Nick Charchut was an outstanding student at Santa Monica High School, a description to which his co-valedictorian honor attests.
But it’s not a status he’s necessarily expecting to keep.
The recent graduate will soon be heading to the Massachusetts Institute of Technology, where he knows he’ll be surrounded by some of the country’s brightest students.
Just 1,447 (7.9 percent) of 18,356 freshman applicants were admitted last year at MIT, which has produced 80 Nobel Laureates, 56 National Medal of Science winners and 43 MacArthur Fellows.
“It feels amazing because of its reputation in both education and real-world opportunities available as a result of said education,” he said of being offered a spot at the prestigious Cambridge campus. “On the other hand, I am sometimes overwhelmed because I realize that even at my best, I will be just an average student at the Institute.”
Charchut was also accepted at UCLA, UC Berkeley and California Polytechnic State University in San Luis Obispo, but he held off on applying to other schools such as Stanford and Vanderbilt because he wanted to hear from MIT first.
With a strong interest in robotics, Charchut plans to study electrical engineering and computer science in college and hopes to work as an engineer at Tesla after graduating.
This summer he spent time at Legacy Effects in San Fernando, where his mother works, and he had the opportunity to use a special handheld tool to scan objects and create 3-D files for digital artists to manipulate. He also took part in a service trip to Louisiana.
Reflecting on his four years at Samohi, Charchut said he feels prepared for the demands of college.
In addition to taking rigorous courses, he served as an officer in Delians, a Samohi honor society, and was a member of the Academic Decathlon team that took third place at the National Science Bowl regional competition earlier this year.
“With all of the advanced classes available, the academics were certainly challenging, and with all the elective choices, I was able to better round myself out as both a student as a person,” he said.
Charchut said most of the highlights from his high school experience revolved around the camaraderie of sporting events.
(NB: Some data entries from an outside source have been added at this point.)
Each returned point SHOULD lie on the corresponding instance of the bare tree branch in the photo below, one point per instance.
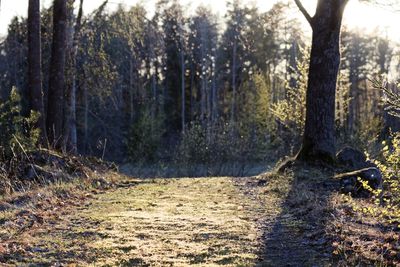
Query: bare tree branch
(304, 11)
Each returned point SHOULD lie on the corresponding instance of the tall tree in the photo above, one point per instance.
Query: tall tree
(319, 132)
(57, 79)
(70, 138)
(35, 65)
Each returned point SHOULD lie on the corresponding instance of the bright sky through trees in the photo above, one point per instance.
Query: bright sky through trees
(358, 15)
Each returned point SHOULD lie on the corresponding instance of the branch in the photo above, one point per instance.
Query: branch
(304, 11)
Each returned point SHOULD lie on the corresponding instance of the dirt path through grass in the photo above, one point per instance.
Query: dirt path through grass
(166, 222)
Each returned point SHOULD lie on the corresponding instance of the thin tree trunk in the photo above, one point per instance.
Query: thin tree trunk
(86, 114)
(131, 96)
(35, 66)
(233, 107)
(70, 137)
(183, 89)
(57, 79)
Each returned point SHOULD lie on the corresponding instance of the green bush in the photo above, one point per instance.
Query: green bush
(18, 134)
(221, 143)
(144, 137)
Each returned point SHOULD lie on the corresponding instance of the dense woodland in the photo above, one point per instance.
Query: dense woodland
(184, 87)
(88, 101)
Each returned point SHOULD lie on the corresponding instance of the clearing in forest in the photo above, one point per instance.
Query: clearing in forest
(179, 222)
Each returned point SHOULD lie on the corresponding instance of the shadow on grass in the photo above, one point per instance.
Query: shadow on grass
(236, 169)
(298, 237)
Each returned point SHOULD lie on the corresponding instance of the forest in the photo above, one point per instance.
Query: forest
(177, 136)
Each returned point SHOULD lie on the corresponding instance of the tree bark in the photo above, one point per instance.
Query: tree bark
(35, 66)
(56, 79)
(70, 138)
(319, 132)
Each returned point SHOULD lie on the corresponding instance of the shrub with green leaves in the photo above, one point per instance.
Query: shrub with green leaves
(221, 143)
(144, 137)
(17, 133)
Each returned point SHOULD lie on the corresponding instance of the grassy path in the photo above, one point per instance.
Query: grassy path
(173, 222)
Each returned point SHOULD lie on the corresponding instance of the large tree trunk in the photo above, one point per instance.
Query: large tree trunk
(56, 79)
(319, 132)
(35, 66)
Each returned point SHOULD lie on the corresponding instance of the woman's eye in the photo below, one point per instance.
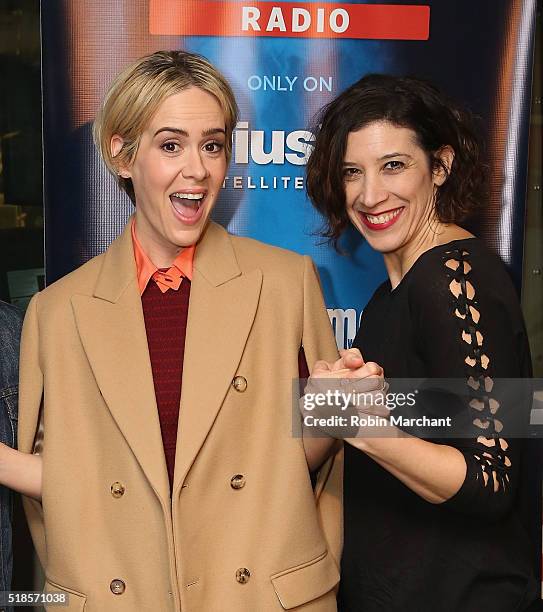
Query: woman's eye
(394, 164)
(171, 147)
(350, 172)
(213, 147)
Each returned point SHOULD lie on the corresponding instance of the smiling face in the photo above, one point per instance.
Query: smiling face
(177, 173)
(389, 188)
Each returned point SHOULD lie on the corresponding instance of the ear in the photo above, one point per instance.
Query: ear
(115, 146)
(446, 155)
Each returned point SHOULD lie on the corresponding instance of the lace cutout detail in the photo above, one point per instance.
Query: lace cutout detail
(493, 459)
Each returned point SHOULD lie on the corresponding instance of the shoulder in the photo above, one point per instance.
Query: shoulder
(81, 280)
(461, 268)
(10, 316)
(253, 253)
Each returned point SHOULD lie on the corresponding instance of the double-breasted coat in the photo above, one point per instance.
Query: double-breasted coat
(240, 530)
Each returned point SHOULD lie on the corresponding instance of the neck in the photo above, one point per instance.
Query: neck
(161, 253)
(399, 262)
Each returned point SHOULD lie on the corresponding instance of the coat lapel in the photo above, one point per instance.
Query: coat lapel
(112, 329)
(223, 304)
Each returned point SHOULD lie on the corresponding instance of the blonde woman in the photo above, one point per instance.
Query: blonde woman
(156, 380)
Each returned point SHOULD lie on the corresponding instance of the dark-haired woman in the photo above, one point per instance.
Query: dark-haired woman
(429, 525)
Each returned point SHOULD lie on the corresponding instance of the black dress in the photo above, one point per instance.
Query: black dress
(453, 313)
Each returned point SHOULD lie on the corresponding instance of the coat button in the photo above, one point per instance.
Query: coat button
(117, 586)
(237, 481)
(243, 575)
(117, 489)
(240, 384)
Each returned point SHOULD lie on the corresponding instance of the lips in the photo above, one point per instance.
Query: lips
(188, 206)
(381, 221)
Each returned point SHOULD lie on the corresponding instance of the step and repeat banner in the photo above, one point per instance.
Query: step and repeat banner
(285, 60)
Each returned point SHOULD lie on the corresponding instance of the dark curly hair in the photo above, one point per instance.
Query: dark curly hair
(405, 102)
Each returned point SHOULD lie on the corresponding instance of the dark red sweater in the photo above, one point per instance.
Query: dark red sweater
(166, 325)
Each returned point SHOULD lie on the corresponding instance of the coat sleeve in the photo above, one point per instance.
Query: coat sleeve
(319, 343)
(30, 403)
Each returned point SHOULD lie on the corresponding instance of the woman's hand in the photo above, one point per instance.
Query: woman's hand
(21, 472)
(337, 393)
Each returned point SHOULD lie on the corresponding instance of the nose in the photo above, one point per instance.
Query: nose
(373, 191)
(194, 167)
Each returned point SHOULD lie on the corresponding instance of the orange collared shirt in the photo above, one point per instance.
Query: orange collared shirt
(165, 279)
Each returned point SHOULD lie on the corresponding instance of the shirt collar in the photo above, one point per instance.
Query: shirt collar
(165, 279)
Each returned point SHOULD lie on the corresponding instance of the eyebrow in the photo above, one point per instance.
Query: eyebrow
(387, 156)
(181, 132)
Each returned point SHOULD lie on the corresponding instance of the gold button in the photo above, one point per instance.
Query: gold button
(117, 586)
(243, 575)
(240, 384)
(237, 481)
(117, 489)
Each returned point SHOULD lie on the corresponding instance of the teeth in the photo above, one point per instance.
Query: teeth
(380, 219)
(188, 196)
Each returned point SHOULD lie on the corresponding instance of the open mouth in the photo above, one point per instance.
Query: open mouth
(188, 206)
(381, 221)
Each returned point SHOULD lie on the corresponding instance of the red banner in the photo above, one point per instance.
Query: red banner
(289, 19)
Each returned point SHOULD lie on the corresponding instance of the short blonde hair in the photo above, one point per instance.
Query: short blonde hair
(137, 92)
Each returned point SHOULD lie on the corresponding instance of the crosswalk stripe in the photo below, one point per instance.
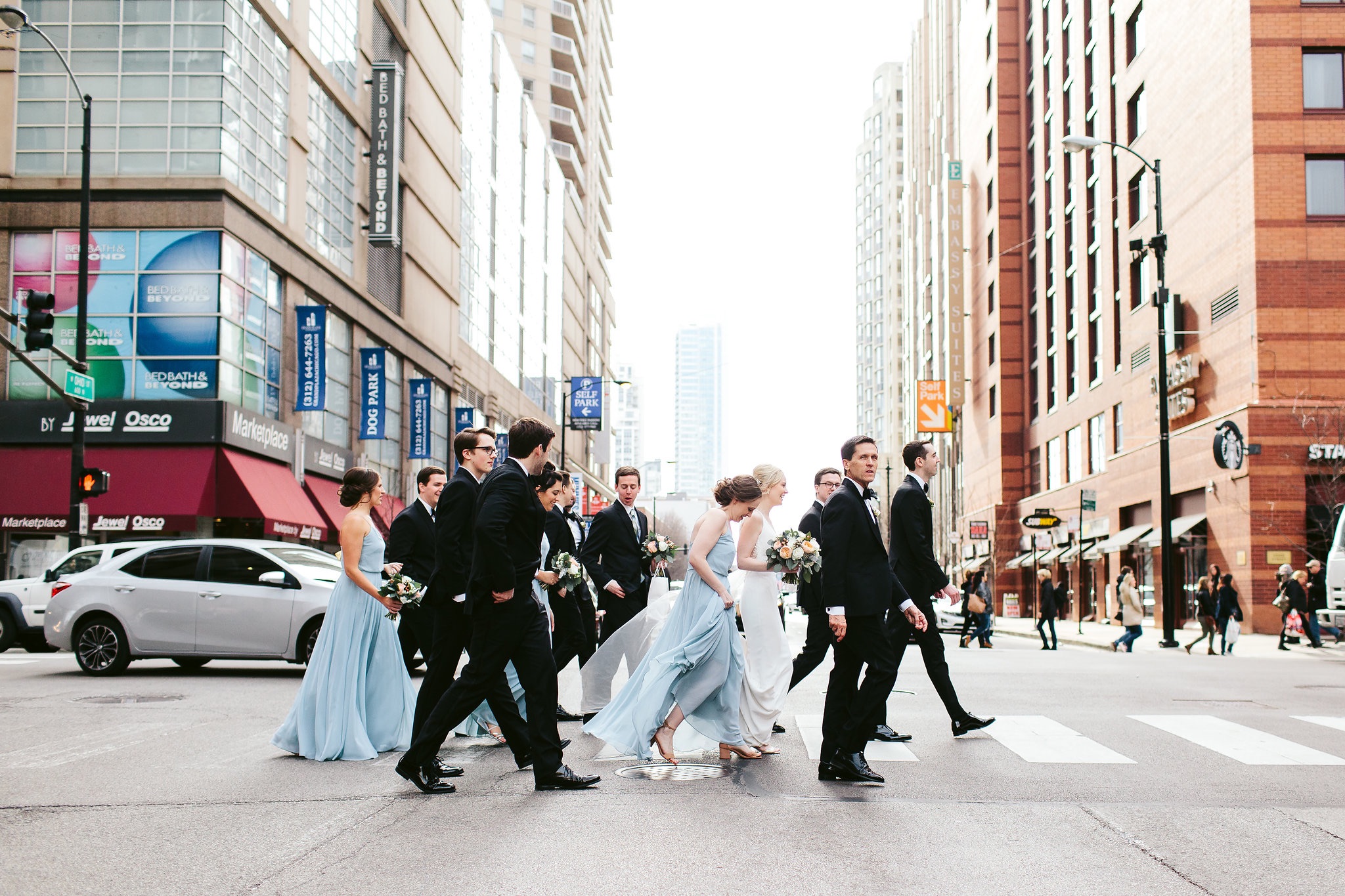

He was a pitcher on the Samohi baseball team and earned second-team all-league honors this past season, when the Vikings reached the section quarterfinals.
“While the cheers of Samohi students sometimes turned negative with trash talk and violence, sporting events definitely solidified the notion of what it means to be a Samohi Viking,” he said. “It’s a good feeling.”
Charchut has another month to reflect on his time at Samohi. Classes at MIT are scheduled to start Sept. 9.
“I am really excited to meet new people and develop new relationships with some of the most interesting people in the world,” he said. “I am also really looking forward to having freedom, whether with class choice, free time, or bedtime.”